The new law, which goes into effect on July 1, 2018, makes it unlawful for an employer to pay an employee lower compensation than it pays employees for substantially similar work because of the employee’s membership in a protected class. The judgment whether work is substantial similar is based on looking at the skill, effort and responsibility which the jobs involve. The comparison of wage rates will be based on rates in all of the employer’s operations and facilities.
Employers are prohibited from correcting unequal compensation by reducing the pay rate of any employee. Instead, the employer must increase the pay of the lower paid employee to the level of the higher paid employees who performs substantially similar work.

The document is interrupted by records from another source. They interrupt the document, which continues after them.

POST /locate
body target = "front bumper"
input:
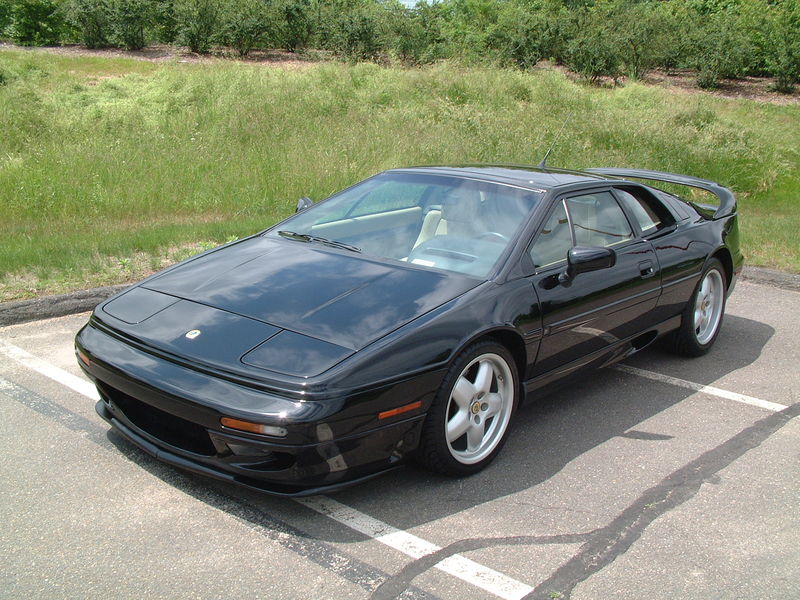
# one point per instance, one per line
(330, 444)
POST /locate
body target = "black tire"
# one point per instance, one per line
(696, 338)
(484, 410)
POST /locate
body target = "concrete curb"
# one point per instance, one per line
(48, 307)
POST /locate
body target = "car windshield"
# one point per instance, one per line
(434, 221)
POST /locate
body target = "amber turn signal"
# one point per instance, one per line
(251, 427)
(400, 410)
(84, 359)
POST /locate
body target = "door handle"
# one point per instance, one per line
(646, 269)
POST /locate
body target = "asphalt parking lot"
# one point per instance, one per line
(661, 478)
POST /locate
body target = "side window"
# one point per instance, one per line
(554, 240)
(597, 220)
(647, 218)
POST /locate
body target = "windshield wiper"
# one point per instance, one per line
(304, 237)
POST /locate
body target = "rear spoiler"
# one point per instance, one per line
(727, 201)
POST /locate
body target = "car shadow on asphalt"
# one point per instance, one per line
(549, 433)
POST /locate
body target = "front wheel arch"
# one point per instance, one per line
(471, 415)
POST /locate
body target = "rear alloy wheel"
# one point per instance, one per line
(470, 417)
(702, 317)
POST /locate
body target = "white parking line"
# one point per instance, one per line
(699, 387)
(456, 565)
(63, 377)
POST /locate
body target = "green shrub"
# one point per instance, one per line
(197, 23)
(165, 27)
(354, 32)
(35, 23)
(295, 25)
(592, 52)
(91, 19)
(646, 36)
(721, 49)
(130, 20)
(5, 17)
(246, 24)
(783, 47)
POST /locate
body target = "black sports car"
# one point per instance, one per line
(406, 316)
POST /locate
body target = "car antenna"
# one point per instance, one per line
(543, 164)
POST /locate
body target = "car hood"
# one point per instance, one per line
(306, 303)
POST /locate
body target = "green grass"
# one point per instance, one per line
(106, 163)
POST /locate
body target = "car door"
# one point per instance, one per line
(588, 317)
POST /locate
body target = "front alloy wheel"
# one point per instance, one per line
(469, 420)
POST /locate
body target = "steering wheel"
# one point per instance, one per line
(494, 234)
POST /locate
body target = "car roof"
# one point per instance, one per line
(519, 175)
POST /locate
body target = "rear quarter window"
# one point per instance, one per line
(647, 211)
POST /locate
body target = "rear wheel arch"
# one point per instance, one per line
(723, 255)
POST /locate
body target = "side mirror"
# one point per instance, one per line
(303, 204)
(583, 259)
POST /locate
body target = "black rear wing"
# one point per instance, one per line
(727, 201)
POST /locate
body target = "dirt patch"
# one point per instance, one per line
(164, 53)
(685, 81)
(749, 88)
(681, 80)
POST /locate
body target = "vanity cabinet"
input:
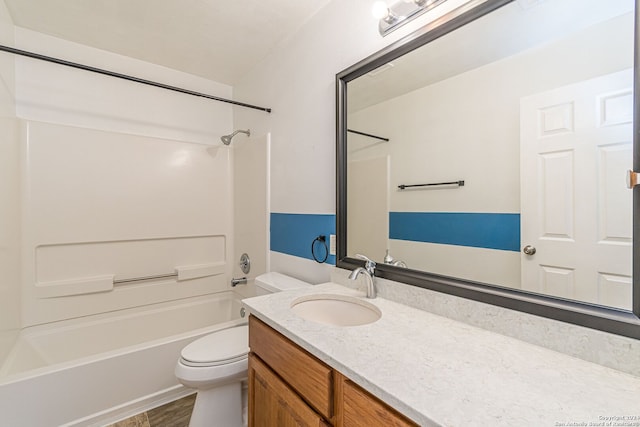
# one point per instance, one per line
(289, 386)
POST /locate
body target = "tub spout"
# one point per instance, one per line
(240, 281)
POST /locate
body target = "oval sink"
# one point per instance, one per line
(336, 310)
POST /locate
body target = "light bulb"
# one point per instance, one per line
(380, 10)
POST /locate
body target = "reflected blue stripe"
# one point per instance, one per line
(481, 230)
(292, 234)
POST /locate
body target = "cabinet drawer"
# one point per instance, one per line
(312, 379)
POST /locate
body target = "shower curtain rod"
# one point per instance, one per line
(126, 77)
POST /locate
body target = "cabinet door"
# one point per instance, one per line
(273, 404)
(357, 408)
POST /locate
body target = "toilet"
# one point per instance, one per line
(216, 365)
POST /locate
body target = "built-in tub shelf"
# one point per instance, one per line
(106, 283)
(83, 268)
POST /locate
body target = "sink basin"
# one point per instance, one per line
(336, 310)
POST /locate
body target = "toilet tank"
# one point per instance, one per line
(271, 282)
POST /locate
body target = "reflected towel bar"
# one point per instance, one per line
(357, 132)
(458, 183)
(138, 279)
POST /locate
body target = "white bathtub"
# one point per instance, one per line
(99, 369)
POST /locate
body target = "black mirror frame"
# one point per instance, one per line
(606, 319)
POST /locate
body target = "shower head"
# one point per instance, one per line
(226, 139)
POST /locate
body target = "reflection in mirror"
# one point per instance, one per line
(532, 107)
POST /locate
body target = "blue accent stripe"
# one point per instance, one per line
(481, 230)
(293, 234)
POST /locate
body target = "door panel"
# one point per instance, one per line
(576, 145)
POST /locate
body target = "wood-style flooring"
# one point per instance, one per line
(173, 414)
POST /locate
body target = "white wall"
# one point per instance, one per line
(9, 195)
(297, 80)
(120, 179)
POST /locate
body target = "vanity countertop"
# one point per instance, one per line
(439, 371)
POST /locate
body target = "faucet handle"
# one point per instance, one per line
(370, 265)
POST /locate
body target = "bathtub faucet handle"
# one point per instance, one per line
(240, 281)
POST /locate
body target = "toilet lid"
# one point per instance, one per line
(224, 346)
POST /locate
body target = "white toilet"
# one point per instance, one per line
(216, 365)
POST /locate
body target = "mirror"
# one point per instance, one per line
(487, 155)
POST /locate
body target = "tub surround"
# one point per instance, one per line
(439, 371)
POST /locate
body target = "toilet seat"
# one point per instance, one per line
(219, 348)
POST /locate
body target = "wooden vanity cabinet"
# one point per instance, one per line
(290, 387)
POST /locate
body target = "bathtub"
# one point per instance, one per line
(95, 370)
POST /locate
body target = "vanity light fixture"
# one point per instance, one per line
(399, 13)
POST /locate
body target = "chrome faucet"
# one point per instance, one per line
(369, 271)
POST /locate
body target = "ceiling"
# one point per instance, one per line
(216, 39)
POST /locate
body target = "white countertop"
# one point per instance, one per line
(438, 371)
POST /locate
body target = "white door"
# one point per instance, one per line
(576, 146)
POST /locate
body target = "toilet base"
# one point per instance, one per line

An employer can continue to pay a different rate of compensation to an employee in a protected class if the employer can demonstrate (a) the different compensation results from a seniority system or a merit system, or if (b) the employer proves all of the following:
- The unequal pay resulted from bona fide factors other than characteristics of the members of the protected class, such as training, education, experience or production
- The factors are not based on the fact that the employee is in the protected case
- Each factor is applied reasonably,
- The factors account for the entire difference in wages, and
- The factors are job related and based on legitimate business activity.
The new law provides that each time an employee is affected by discrimination in compensation, including each paycheck that is the result of discriminatory compensation, is an illegal act.

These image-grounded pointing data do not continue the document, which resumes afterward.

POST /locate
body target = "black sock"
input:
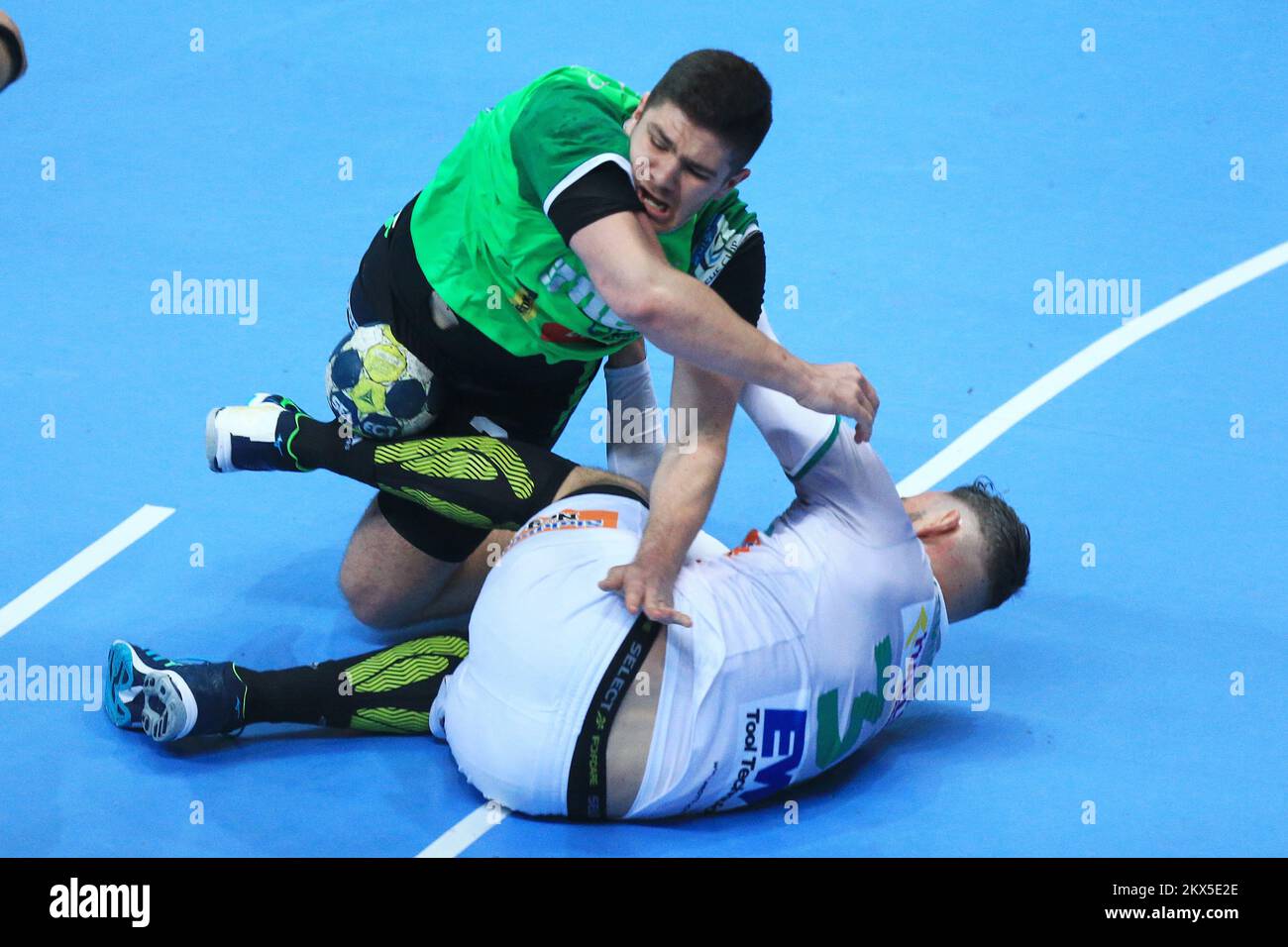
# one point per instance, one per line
(473, 479)
(387, 690)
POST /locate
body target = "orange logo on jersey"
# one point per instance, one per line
(752, 539)
(553, 331)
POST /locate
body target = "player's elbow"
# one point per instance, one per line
(636, 300)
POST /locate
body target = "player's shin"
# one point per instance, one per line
(387, 690)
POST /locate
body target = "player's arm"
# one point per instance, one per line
(683, 316)
(824, 467)
(683, 488)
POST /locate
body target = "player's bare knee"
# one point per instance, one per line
(585, 476)
(369, 602)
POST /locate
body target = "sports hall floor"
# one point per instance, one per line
(1111, 684)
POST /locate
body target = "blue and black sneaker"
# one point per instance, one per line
(258, 436)
(170, 699)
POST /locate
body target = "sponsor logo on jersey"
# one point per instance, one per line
(562, 278)
(752, 539)
(567, 519)
(772, 746)
(919, 644)
(716, 248)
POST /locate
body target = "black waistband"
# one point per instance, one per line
(612, 489)
(588, 776)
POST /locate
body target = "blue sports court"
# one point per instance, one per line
(928, 166)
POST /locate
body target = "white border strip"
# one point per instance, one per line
(980, 436)
(134, 527)
(1003, 419)
(583, 170)
(465, 832)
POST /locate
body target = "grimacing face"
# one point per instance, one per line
(678, 166)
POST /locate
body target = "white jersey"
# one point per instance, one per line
(784, 673)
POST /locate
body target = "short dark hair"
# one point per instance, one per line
(1006, 540)
(722, 93)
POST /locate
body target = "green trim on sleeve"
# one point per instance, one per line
(819, 453)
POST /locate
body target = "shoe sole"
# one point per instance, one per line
(179, 714)
(213, 441)
(120, 673)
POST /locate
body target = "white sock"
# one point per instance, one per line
(794, 433)
(631, 388)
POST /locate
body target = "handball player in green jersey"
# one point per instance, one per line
(574, 218)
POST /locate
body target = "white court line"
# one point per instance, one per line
(119, 538)
(465, 832)
(1001, 419)
(987, 431)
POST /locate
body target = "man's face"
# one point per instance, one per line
(678, 165)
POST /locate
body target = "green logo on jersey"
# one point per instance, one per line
(866, 707)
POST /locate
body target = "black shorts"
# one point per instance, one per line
(484, 388)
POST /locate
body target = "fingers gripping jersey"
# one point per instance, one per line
(483, 239)
(809, 616)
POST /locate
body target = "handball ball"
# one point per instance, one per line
(378, 386)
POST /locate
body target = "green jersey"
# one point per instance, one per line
(484, 243)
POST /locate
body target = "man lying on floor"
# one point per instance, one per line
(567, 702)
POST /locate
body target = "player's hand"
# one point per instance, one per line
(634, 354)
(841, 389)
(648, 586)
(21, 65)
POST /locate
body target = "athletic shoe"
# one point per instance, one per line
(254, 437)
(171, 699)
(127, 667)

Previously, an employee had to start a lawsuit for unequal pay within two years of each illegal act of discrimination. Under the new Equal Pay Act, an employee will have six years from the time of each illegal act to start a lawsuit. That longer time period will mean that employees who prevail on equal pay claims will be able to be awarded back pay for a much longer period of time.
Another major expansion of employees’ remedies under the new statute is that if a jury finds an equal pay violation the judge has to order the employer to pay the employee “treble damages,” meaning three times the actual monetary damages. Treble damages also are available to an employee who establishes in a lawsuit that the employer retaliated because the employee asserted his or her right to receive equal pay.
The amendment expands the LAD’s restriction against employers retaliating against employees to prohibit retaliation against employees because they discuss, disclose or request information about wages.
The new statute likely will result in many employers reevaluating the amount they are paying employees in protected classes and, in appropriate instances, increasing the compensation of those people.